I had to laugh when I read it, because it was exactly what we had discussed that very week. This became a theme with us. We would talk about what was going on in our (separate) dating lives, and those conversations would end up in his columns.

He also wrote about us, and what was happening in our relationship. But he didn’t really know he was doing it. Each week he would send me his column and I would proof it, offer suggestions and send it back.

John continued to date Betty at the coast and I started dating Mike the pilot. John would come over at least once a week and we would sit outside on my deck enjoying a glass of wine together and sharing dating stories.

We were also sharing our life stories together.

I was keeping my emotional distance from him although there was one day he came over so I could take some better photos of him for his column. He had a dark spot on the bridge of his nose from his glasses and I offered to put a little bit of cover-up on it so it would look better in the photo.

He sat on a chair and I leaned over to apply the cover-up feeling my heart beat just a bit faster. It was all I could do to finish and move away so I could breathe again.

Dang stupid heartstrings anyway.

John P. Gavin - The Online Dating Coach

This was one of the photos I took of John. He hated it. Mainly because he had shaved his facial hair and said “it’s just not me”.

After taking his photos I sent him on his way. I’d had about enough of those dangerous emotions and texted Mike to see if he wanted to come over and play tennis with me.

 

John gave advice to me, and I gave advice to him….and then he wrote about it.

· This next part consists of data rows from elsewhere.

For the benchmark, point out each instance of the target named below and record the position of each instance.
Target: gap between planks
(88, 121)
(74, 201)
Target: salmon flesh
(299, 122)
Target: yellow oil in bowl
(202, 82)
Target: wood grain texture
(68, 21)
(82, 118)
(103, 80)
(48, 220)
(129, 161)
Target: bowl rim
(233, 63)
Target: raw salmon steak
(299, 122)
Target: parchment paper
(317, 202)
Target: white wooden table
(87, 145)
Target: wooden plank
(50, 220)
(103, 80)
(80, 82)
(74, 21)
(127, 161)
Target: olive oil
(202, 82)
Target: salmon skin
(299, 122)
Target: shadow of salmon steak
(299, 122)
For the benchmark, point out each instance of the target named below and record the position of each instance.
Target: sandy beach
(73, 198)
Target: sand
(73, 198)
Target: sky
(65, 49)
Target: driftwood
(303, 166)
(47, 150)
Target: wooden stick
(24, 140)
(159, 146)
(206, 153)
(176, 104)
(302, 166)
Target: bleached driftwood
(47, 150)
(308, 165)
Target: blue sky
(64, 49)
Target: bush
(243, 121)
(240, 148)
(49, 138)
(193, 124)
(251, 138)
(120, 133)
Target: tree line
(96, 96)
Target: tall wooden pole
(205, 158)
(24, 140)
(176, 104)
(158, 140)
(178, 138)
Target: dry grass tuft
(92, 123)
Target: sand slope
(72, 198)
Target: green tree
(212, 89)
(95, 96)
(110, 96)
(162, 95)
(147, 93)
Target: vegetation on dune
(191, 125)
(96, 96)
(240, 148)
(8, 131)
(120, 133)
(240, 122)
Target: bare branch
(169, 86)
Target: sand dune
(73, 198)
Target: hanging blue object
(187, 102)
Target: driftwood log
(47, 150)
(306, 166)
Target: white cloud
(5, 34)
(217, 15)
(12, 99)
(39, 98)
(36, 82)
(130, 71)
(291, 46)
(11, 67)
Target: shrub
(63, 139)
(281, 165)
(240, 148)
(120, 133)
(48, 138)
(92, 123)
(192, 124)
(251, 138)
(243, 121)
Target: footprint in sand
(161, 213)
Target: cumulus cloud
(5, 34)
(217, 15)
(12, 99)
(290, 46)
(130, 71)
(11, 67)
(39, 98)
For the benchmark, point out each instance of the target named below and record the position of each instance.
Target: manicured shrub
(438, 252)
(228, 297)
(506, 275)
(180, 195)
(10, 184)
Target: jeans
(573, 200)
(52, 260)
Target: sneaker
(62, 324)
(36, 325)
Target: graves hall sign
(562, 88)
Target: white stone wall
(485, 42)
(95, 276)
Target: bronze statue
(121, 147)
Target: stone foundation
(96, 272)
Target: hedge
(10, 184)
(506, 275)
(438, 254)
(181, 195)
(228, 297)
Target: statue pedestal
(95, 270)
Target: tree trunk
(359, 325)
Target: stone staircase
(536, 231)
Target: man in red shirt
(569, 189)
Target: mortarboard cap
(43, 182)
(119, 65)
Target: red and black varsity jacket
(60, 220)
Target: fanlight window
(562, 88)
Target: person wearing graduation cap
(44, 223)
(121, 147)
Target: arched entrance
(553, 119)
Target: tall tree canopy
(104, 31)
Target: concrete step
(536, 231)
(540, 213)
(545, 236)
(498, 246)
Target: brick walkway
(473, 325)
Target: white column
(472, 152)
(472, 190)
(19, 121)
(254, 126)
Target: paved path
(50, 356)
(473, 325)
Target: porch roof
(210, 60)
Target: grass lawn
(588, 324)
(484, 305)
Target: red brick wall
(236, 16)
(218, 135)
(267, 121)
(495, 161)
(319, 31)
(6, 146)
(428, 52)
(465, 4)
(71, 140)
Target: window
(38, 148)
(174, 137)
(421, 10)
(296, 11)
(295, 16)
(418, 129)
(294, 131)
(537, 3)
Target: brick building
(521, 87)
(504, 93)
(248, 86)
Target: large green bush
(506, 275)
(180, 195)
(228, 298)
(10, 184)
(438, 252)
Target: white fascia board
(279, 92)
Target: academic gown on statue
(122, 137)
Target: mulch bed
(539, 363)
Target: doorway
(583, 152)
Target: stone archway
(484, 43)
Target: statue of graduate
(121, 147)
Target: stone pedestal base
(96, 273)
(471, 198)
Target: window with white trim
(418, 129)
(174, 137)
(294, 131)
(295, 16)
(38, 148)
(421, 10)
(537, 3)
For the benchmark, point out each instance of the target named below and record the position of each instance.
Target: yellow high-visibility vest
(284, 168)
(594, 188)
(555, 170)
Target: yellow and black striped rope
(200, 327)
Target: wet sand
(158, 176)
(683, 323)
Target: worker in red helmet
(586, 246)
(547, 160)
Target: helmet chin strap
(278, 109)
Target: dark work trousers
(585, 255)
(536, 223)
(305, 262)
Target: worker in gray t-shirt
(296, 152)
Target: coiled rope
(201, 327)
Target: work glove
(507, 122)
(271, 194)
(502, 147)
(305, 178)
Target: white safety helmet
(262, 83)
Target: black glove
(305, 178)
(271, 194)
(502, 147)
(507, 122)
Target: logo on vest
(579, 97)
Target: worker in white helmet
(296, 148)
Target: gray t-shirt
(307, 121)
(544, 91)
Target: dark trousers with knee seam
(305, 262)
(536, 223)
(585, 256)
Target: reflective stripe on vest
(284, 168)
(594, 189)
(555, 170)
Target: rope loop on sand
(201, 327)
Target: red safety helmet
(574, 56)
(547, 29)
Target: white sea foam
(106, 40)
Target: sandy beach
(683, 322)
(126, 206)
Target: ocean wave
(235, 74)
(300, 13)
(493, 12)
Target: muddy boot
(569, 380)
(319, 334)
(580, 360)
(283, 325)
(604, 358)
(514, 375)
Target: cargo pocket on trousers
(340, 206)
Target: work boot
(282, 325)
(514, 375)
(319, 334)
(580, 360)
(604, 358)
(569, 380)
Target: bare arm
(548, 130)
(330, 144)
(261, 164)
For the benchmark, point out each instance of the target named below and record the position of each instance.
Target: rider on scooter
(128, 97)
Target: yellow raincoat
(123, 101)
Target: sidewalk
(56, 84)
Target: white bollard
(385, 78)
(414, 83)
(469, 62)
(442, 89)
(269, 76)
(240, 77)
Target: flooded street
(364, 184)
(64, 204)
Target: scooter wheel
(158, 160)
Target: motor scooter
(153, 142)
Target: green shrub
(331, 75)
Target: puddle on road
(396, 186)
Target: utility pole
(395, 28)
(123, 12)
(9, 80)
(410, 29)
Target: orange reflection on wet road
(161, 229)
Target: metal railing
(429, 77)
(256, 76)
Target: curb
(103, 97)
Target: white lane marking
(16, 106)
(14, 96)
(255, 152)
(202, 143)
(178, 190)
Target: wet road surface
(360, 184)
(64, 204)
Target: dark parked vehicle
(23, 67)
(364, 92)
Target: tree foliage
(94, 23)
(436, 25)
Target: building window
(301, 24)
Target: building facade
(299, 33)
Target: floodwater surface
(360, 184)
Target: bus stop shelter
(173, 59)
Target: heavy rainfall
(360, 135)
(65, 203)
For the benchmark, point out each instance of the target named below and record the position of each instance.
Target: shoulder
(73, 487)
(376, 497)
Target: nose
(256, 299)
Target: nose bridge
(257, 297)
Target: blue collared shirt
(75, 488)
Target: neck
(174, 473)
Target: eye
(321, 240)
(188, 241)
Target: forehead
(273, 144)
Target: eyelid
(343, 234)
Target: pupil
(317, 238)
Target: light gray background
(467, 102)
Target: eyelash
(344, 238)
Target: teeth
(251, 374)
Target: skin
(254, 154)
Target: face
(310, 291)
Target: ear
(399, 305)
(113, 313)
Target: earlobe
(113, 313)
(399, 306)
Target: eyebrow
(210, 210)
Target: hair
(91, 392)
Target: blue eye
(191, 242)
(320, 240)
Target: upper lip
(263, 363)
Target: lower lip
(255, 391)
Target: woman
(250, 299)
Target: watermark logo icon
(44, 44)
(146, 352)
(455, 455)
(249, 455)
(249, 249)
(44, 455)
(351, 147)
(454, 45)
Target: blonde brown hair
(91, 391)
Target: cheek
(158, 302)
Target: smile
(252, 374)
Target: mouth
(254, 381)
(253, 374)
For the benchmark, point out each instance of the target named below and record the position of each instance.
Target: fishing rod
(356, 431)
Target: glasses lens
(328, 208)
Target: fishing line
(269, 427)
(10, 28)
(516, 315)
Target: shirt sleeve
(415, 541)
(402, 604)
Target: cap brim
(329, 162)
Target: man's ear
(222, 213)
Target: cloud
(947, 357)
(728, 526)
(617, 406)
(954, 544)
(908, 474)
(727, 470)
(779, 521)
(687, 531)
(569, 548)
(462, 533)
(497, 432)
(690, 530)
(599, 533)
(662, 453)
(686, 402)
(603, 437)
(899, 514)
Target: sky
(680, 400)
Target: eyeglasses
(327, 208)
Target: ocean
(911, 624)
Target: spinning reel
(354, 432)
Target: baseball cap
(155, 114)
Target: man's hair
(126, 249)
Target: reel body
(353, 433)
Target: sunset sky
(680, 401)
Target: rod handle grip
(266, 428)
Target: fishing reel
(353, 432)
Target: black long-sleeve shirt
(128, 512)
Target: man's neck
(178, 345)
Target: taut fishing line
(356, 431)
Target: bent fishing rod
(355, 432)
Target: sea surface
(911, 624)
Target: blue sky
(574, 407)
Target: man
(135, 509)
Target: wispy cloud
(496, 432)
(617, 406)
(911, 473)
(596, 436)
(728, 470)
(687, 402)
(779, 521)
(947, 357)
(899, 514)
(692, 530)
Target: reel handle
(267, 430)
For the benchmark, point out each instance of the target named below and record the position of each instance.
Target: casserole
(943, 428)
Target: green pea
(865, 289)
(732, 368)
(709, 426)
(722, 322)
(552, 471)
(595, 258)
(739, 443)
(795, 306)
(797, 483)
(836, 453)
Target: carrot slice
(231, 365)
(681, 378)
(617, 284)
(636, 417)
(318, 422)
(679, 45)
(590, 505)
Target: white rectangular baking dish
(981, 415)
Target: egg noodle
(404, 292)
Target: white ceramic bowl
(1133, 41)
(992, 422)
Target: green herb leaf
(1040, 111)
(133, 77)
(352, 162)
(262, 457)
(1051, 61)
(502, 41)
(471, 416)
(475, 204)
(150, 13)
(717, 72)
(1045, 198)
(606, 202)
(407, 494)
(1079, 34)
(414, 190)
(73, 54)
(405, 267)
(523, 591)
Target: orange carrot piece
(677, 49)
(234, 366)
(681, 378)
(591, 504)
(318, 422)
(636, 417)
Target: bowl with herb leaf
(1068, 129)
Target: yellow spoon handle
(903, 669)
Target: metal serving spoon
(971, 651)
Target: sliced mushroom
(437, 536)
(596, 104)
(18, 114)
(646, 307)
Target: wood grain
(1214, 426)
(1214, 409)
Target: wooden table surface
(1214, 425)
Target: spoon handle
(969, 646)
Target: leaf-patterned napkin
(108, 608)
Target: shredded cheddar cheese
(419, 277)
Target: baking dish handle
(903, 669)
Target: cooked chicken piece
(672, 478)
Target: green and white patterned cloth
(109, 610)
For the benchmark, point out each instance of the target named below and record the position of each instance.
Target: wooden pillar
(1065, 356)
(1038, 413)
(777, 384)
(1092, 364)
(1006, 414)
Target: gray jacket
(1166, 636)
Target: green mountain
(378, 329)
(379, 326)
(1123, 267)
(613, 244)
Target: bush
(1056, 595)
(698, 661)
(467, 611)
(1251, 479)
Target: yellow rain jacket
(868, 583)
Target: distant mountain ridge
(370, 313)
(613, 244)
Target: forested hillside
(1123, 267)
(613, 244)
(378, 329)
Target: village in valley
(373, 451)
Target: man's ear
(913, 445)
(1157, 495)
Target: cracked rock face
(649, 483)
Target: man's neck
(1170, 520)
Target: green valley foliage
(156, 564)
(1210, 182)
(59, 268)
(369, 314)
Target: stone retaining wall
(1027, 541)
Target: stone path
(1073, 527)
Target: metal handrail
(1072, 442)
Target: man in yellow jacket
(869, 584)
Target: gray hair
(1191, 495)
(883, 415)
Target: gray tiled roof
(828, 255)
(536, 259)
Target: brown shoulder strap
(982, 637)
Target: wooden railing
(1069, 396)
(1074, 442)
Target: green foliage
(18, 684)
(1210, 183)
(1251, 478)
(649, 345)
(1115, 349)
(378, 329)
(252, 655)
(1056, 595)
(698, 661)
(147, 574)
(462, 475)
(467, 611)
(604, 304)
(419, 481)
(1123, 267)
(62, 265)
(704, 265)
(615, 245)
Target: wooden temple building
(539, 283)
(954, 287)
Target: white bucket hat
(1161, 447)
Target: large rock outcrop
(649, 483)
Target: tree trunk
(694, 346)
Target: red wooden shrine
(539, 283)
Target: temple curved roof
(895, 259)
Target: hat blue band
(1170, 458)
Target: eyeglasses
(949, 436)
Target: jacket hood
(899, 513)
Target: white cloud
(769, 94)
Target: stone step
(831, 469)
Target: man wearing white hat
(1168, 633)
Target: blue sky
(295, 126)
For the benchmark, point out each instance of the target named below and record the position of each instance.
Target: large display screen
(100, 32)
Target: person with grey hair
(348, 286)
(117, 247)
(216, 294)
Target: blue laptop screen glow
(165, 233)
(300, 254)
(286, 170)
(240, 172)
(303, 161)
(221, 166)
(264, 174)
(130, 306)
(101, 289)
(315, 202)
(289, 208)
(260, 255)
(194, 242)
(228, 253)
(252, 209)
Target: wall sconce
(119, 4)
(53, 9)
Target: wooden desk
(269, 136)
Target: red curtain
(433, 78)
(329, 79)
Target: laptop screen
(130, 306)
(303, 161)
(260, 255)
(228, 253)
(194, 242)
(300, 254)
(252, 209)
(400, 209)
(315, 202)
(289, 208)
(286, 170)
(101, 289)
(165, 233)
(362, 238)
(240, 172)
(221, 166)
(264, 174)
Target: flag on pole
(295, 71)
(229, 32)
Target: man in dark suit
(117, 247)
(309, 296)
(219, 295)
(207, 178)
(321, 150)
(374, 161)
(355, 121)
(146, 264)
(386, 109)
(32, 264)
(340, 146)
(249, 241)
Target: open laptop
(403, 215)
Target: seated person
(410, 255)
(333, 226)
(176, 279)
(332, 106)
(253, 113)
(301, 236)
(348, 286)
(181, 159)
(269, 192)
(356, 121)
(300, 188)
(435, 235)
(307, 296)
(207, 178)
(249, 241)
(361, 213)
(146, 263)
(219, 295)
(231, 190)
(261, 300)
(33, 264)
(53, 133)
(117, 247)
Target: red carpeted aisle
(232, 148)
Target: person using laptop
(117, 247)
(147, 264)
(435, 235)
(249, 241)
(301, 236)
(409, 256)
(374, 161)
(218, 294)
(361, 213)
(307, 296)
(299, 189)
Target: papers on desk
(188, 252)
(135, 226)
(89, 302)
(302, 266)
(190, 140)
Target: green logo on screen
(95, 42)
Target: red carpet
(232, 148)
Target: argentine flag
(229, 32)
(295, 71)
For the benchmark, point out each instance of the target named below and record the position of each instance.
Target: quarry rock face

Look for John’s weekly column posted here every Friday. Our story will unfold from both of our perspectives.

“The first problem for all of us, men and women, is not to learn, but to unlearn.” -Gloria Steinem

8 Comments

  1. They do say that being friends first can build a stronger relationship later. It obviously worked for you two.

  2. Loretta,

    Love reading about your life and relationships! Isn’t it funny how when the real deal comes along it can be scary and cause us to pause or push back!

    • Loretta Sayers
      Loretta Sayers

      2018-07-26 at 18:22

      It is Julie…by this point, John and I had both experienced way too many failures and heartaches. Why go there again?!

  3. I think you both have to be ready for a relationship, and sometimes you do meet the right person, but it’s just not the right time.

  4. I am digging this blog post!!!!